Comment rendre compte sur 1 025 m2 et en quelque 1 500 objets de la diversité des peuples et de leur foisonnante créativité ? C’est le défi que s’est lancée Nathalie Bondil, directrice du musée des beaux-arts de Montréal, lorsque l’idée a germé, il y a cinq ans, de créer un parcours « géopoétique » brassant les cultures et les époques, mixant l’ancien et le contemporain. Jouant sur le décloisonnement et la transparence, chahutant les vitrines pour mieux provoquer le spectateur et décentrer son regard, la scénographie est une invitation à se délester de toute hiérarchisation de valeurs et de toute tentation centrée sur l’Occident. Nourrie des écrits et de la pensée du poète martiniquais Édouard Glissant (1928-2011) qui prônait la rencontre des cultures pour mieux percevoir l’altérité, l’aile Stéphan Crétier et Stéphany Maillery (du nom des généreux mécènes qui ont permis sa réalisation) a ainsi davantage des allures de cheminement philosophique et poétique que d’installation muséale au sens strict du terme. « Notre ambition est d’être ni un muséum ni une galerie, mais d’embrasser plutôt tous les horizons esthétiques. Ici, on n’est pas dans le musée des Autres, le Je est le Nous », plaide Nathalie Bondil.
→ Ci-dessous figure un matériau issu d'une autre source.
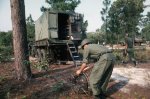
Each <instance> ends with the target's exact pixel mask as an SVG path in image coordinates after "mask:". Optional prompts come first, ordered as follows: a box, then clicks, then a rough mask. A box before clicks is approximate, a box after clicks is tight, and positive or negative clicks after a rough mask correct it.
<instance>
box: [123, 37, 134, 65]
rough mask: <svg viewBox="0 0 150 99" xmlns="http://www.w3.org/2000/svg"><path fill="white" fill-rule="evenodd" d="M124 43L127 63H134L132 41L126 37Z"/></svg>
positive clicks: (132, 43)
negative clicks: (127, 54)
mask: <svg viewBox="0 0 150 99" xmlns="http://www.w3.org/2000/svg"><path fill="white" fill-rule="evenodd" d="M125 42H126V44H127V46H128V47H127V53H128V57H129V61H132V62H135V58H134V48H133V39H132V38H130V37H126V39H125Z"/></svg>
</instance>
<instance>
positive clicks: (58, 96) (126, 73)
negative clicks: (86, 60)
mask: <svg viewBox="0 0 150 99" xmlns="http://www.w3.org/2000/svg"><path fill="white" fill-rule="evenodd" d="M75 70H76V67H75V66H73V65H71V64H67V65H51V66H49V67H48V71H43V70H42V71H39V69H37V68H32V73H33V76H34V78H32V79H30V80H28V81H18V80H17V79H16V78H15V70H14V62H7V63H0V99H5V98H6V99H93V96H92V95H91V94H85V93H82V94H79V93H75V92H74V90H72V88H73V86H74V85H72V84H71V83H70V81H69V78H70V75H71V74H73V73H74V72H75ZM149 92H150V63H149V62H147V63H139V64H138V65H137V67H134V66H132V64H125V65H124V64H120V65H115V67H114V70H113V73H112V76H111V79H110V82H109V85H108V91H107V97H106V99H150V94H149Z"/></svg>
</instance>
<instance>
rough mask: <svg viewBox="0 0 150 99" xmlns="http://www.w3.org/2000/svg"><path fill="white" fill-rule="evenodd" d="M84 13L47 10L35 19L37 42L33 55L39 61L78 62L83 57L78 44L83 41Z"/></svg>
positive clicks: (56, 62) (35, 44)
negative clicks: (81, 36) (83, 25)
mask: <svg viewBox="0 0 150 99" xmlns="http://www.w3.org/2000/svg"><path fill="white" fill-rule="evenodd" d="M82 22H83V15H82V14H79V13H74V12H69V11H68V12H67V11H66V12H64V11H54V10H50V11H45V12H43V14H42V15H41V16H40V17H39V18H38V20H37V21H35V42H34V43H33V45H32V47H31V48H32V52H33V53H32V55H34V56H36V57H37V58H38V60H39V61H43V60H47V61H48V62H49V63H50V64H51V63H66V62H67V61H73V62H74V64H75V66H77V64H76V62H77V61H80V60H81V58H80V56H79V54H78V46H79V44H80V43H81V35H82V31H81V28H82Z"/></svg>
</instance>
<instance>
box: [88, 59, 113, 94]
mask: <svg viewBox="0 0 150 99" xmlns="http://www.w3.org/2000/svg"><path fill="white" fill-rule="evenodd" d="M113 67H114V60H108V59H105V58H100V59H99V60H98V61H97V62H96V63H95V64H94V67H93V69H92V72H91V74H90V78H89V84H90V88H91V89H92V92H93V95H99V94H102V93H105V92H106V89H107V85H108V82H109V79H110V77H111V74H112V71H113Z"/></svg>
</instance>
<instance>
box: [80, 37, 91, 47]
mask: <svg viewBox="0 0 150 99" xmlns="http://www.w3.org/2000/svg"><path fill="white" fill-rule="evenodd" d="M89 43H91V42H90V40H88V39H84V40H83V41H82V42H81V48H82V49H83V46H84V45H85V44H89Z"/></svg>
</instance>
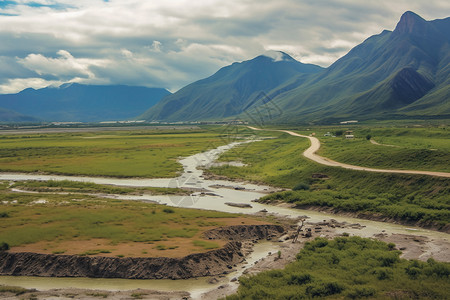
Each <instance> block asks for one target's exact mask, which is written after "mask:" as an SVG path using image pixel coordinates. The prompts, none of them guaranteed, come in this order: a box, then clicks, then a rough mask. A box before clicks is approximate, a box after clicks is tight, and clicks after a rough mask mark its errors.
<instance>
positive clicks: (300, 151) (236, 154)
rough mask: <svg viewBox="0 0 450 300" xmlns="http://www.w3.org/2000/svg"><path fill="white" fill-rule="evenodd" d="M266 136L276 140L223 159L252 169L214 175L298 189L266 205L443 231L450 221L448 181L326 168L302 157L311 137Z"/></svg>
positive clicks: (437, 178) (284, 192) (444, 179)
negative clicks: (346, 215) (357, 217)
mask: <svg viewBox="0 0 450 300" xmlns="http://www.w3.org/2000/svg"><path fill="white" fill-rule="evenodd" d="M265 134H266V135H271V136H273V137H277V138H276V139H271V140H265V141H261V142H255V143H252V144H248V145H244V146H242V147H241V148H240V149H236V150H235V151H233V152H229V153H225V154H224V155H222V156H221V158H220V160H222V161H242V162H243V163H245V164H247V166H244V167H234V166H221V167H214V168H211V169H210V172H211V173H213V174H216V175H221V176H226V177H229V178H235V179H244V180H253V181H257V182H263V183H267V184H271V185H274V186H278V187H284V188H288V189H293V191H284V192H279V193H274V194H271V195H268V196H266V197H264V198H262V201H263V202H267V203H277V202H280V201H284V202H289V203H292V204H293V205H296V206H298V207H310V206H316V207H322V208H326V209H331V210H334V211H337V212H339V211H344V212H352V213H365V214H366V217H376V218H386V217H389V218H392V219H393V220H396V221H400V222H405V223H406V222H411V223H416V224H417V225H422V226H425V225H433V226H434V225H435V226H436V227H438V228H443V227H445V226H446V225H447V224H449V223H450V180H449V179H446V178H438V177H431V176H420V175H402V174H387V173H386V174H385V173H371V172H363V171H354V170H346V169H342V168H332V167H326V166H322V165H319V164H316V163H314V162H311V161H309V160H307V159H306V158H304V157H303V155H302V153H303V151H304V150H305V149H306V148H307V147H308V146H309V142H308V141H307V140H306V139H301V138H298V137H292V136H289V135H287V134H284V133H279V132H266V133H265Z"/></svg>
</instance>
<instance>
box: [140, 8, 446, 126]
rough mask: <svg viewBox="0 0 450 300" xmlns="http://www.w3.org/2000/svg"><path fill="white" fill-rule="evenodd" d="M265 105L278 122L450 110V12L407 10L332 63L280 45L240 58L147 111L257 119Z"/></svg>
mask: <svg viewBox="0 0 450 300" xmlns="http://www.w3.org/2000/svg"><path fill="white" fill-rule="evenodd" d="M268 104H270V105H268ZM267 106H271V107H272V108H276V110H277V111H278V113H277V114H272V112H271V111H270V109H269V110H267V109H266V108H267ZM265 111H266V116H265V117H266V118H265V121H268V122H269V121H270V122H275V123H300V122H317V123H329V122H336V121H342V120H348V119H360V120H362V119H374V118H380V119H395V118H411V117H426V118H443V117H446V118H450V18H446V19H442V20H434V21H425V20H424V19H422V18H421V17H420V16H418V15H416V14H415V13H413V12H406V13H405V14H403V16H402V17H401V19H400V21H399V23H398V24H397V26H396V28H395V30H394V31H388V30H385V31H383V32H382V33H380V34H378V35H374V36H372V37H370V38H368V39H367V40H365V41H364V42H363V43H361V44H360V45H358V46H356V47H355V48H353V49H352V50H351V51H350V52H349V53H348V54H347V55H345V56H344V57H342V58H341V59H339V60H338V61H336V62H335V63H334V64H332V65H331V66H330V67H328V68H326V69H321V68H320V67H318V66H313V65H304V64H302V63H300V62H297V61H295V60H294V59H292V58H291V57H289V56H288V55H286V54H284V53H281V52H272V53H271V54H269V55H266V56H264V55H263V56H259V57H257V58H255V59H253V60H250V61H245V62H242V63H234V64H232V65H231V66H228V67H225V68H222V69H220V70H219V71H218V72H217V73H216V74H214V75H213V76H211V77H209V78H206V79H204V80H200V81H197V82H195V83H192V84H190V85H188V86H186V87H185V88H183V89H181V90H180V91H178V92H176V93H174V94H173V95H170V96H168V97H166V98H164V99H163V100H162V101H161V102H160V103H158V104H157V105H155V106H154V107H152V108H150V109H149V110H148V111H147V112H146V113H145V114H144V115H143V116H142V117H143V118H145V119H147V120H160V121H186V120H212V119H214V120H218V119H223V118H226V117H237V118H242V119H250V120H251V119H252V116H258V117H257V118H260V115H261V114H262V113H264V112H265Z"/></svg>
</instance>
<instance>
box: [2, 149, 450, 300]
mask: <svg viewBox="0 0 450 300" xmlns="http://www.w3.org/2000/svg"><path fill="white" fill-rule="evenodd" d="M247 142H251V141H243V142H236V143H231V144H229V145H226V146H221V147H218V148H217V149H213V150H209V151H206V152H203V153H199V154H196V155H192V156H189V157H186V158H184V159H181V160H180V163H181V164H182V165H183V167H184V172H183V174H182V175H180V176H179V177H177V178H172V179H116V178H100V177H74V176H53V175H35V174H17V173H2V174H0V180H13V181H21V180H72V181H82V182H94V183H98V184H110V185H117V186H129V187H180V188H195V189H199V190H202V191H203V192H197V193H194V194H191V195H190V196H119V195H116V196H112V197H115V198H119V199H125V200H136V201H156V202H159V203H161V204H167V205H171V206H179V207H191V208H197V209H211V210H217V211H224V212H238V213H248V214H253V213H258V212H259V211H261V210H265V211H267V214H275V215H277V216H278V217H290V218H297V217H301V216H308V222H307V223H310V224H312V223H318V222H323V221H324V220H326V221H329V220H330V219H335V220H336V221H337V222H340V223H346V224H348V225H351V224H357V223H358V224H360V226H345V227H336V228H333V231H334V232H335V234H341V233H343V232H347V233H350V234H351V235H358V236H362V237H374V238H380V239H383V240H390V239H391V240H392V239H394V240H395V239H396V240H398V241H401V242H402V246H401V247H400V248H404V249H403V250H404V253H408V256H407V258H415V259H421V260H426V259H427V258H429V257H434V258H435V259H437V260H441V261H450V254H449V251H448V249H450V243H449V240H448V236H449V235H448V234H446V233H441V232H436V231H431V230H425V229H422V228H416V227H410V226H402V225H396V224H391V223H384V222H376V221H369V220H363V219H356V218H351V217H345V216H337V215H333V214H327V213H322V212H316V211H310V210H299V209H293V208H290V207H285V206H271V205H265V204H260V203H257V202H253V201H252V200H255V199H258V198H260V197H262V196H263V195H265V194H266V193H267V192H269V191H272V190H274V189H273V188H272V187H269V186H262V185H255V184H249V183H245V182H239V183H238V182H233V181H227V180H205V179H204V178H203V171H202V170H201V169H200V168H207V167H208V166H209V165H210V164H211V163H213V162H214V160H215V159H216V158H217V157H218V156H219V155H220V154H221V153H223V152H225V151H228V150H230V149H232V148H233V147H235V146H237V145H240V144H242V143H247ZM226 202H234V203H238V204H242V203H247V204H250V205H251V206H252V207H251V208H245V209H242V208H239V207H233V206H228V205H226V204H225V203H226ZM319 235H324V233H315V235H314V236H319ZM314 236H313V237H314ZM327 236H328V235H327ZM329 237H332V235H330V236H329ZM417 241H419V242H417ZM394 242H396V241H394ZM283 244H284V243H283ZM408 250H410V251H409V252H408ZM258 253H265V255H267V253H268V252H267V251H261V252H258ZM294 258H295V255H294V257H292V259H294ZM247 260H248V259H247ZM13 279H14V280H13V282H14V285H18V286H24V287H27V288H32V287H35V288H39V287H41V288H42V287H45V289H51V288H52V287H54V288H57V287H59V286H58V285H57V284H56V283H57V281H52V279H46V278H40V279H39V280H40V281H39V283H37V281H36V278H34V280H30V278H29V277H20V276H19V277H14V278H13ZM32 279H33V278H32ZM61 280H66V279H64V278H61ZM82 280H83V279H82V278H80V280H79V281H78V282H81V281H82ZM102 280H104V281H107V280H108V279H98V281H97V282H96V284H97V285H94V286H92V285H90V286H89V287H88V288H89V289H91V288H92V289H95V288H98V287H100V286H101V282H102ZM220 280H221V281H220V282H221V283H222V285H223V283H225V284H227V283H226V281H227V280H228V283H229V281H230V280H231V278H229V277H227V278H226V279H223V278H221V279H220ZM223 280H225V282H224V281H223ZM88 281H89V280H88ZM21 282H23V284H22V283H21ZM30 282H31V283H30ZM52 282H55V285H53V283H52ZM89 282H90V281H89ZM132 282H134V283H133V284H131V283H130V284H128V285H129V286H130V287H133V288H137V287H140V286H142V287H143V288H145V287H146V286H148V284H151V282H156V284H155V285H152V289H154V288H156V289H159V287H160V286H161V284H158V283H157V282H158V280H156V281H155V280H144V281H142V285H138V286H137V287H136V284H135V283H136V281H132ZM139 282H141V281H139ZM0 284H10V285H11V277H0ZM168 286H169V287H170V286H172V287H174V286H177V289H176V290H184V291H190V293H191V296H192V297H194V298H199V297H201V294H202V293H204V292H207V291H209V290H212V289H216V288H217V287H218V286H216V285H209V284H206V285H205V282H204V281H203V280H191V279H189V280H177V281H172V282H170V283H169V284H168ZM69 287H79V288H85V287H86V286H83V285H82V284H78V283H77V281H73V283H71V284H70V286H69ZM111 289H113V290H115V289H114V288H111ZM122 289H126V288H125V287H124V288H122ZM169 290H175V289H171V288H170V289H169ZM43 299H44V298H43ZM80 299H81V298H80ZM211 299H214V297H212V298H211Z"/></svg>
Loin d’enfermer les objets dans un discours unilatéral, le parcours est ainsi un prétexte à renverser les perspectives, croiser les regards, tisser des passerelles. De ces dialogues inédits et stimulants entre l’archéologie et le contemporain, l’ici et l’ailleurs, l’original et le pastiche, se devine en filigrane toute l’ambition de ce projet : repenser la notion même du musée, définie au XIXe siècle. Il incombe alors au visiteur de jeter aux orties ses préjugés et ses œillères pour vagabonder au fil de ces dix galeries propices aux chocs visuels et aux interrogations. Réfutant le cliché tenace d’une atemporalité, la section de l’Afrique fait ainsi dialoguer un siège d’ancêtre dogon du XVIe siècle et un cimier de danse du Nigeria collecté avant les années 1930 avec des créations d’artistes contemporains hantés par la symbolique et le devenir de ces objets, comme Romuald Hazoumè et sa Déesse de l’Amour constellée de cadenas, ou bien encore Yinka Shonibare et son dieu Pan en fibre de verre, le corps revêtu d’un tissu wax peint à la main. L’Orient comme les rives de la Méditerranée constituent, eux aussi, autant un espace de circulation d’artistes et de commanditaires, qu’une terre de rêveries et de fantasmes. Mais aux toiles des voyageurs orientalistes du XIXe siècle répondent désormais les revendications féministes des artistes du monde arabe, dont la photographe d’origine marocaine Lalla Essaydi et ses odalisques postmodernes, ou bien encore Yasmina Bouziane et ses clichés teintés d’humour détournant les stéréotypes de la photographie coloniale.
De la section Inde et Asie du Sud, on retiendra surtout l’extraordinaire travail de l’artiste québécoise Dominique Blain dont les vidéos infusent une vie nouvelle à trois têtes de Bouddhas du Gandhâra, disparues, comme tant d’autres, du musée archéologique de Kaboul. Les galeries Chine et Japon offrent, quant à elles, une passionnante réflexion sur la notion de collectionnisme mais également sur le voyage des formes et des objets à travers un monde globalisé, hier comme aujourd’hui. Particulièrement émouvante, la photographie du moulage d’une tête de chef maori par l’artiste néozélandaise Fiona Pardington fait office de réparation pour tout un peuple, tandis que l’installation immersive de l’artiste canadienne Nadia Myre affirme la force des Première Nations et leur lien charnel avec la nature.Bien plus qu’une galerie muséale, cette aile du « Tout-Monde » se révèle un laboratoire expérimental, un outil pour penser et réenchanter le monde. Une expérience du regard, subjective, jubilatoire et décomplexée.
« Les Arts du Tout-Monde », Aile Stéphan Crétier et Stéphany Maillery, Pavillon Jean-Noël Desmarais, Musée des beaux-arts, 1380 Rue Sherbrooke Ouest, Montréal, Canada.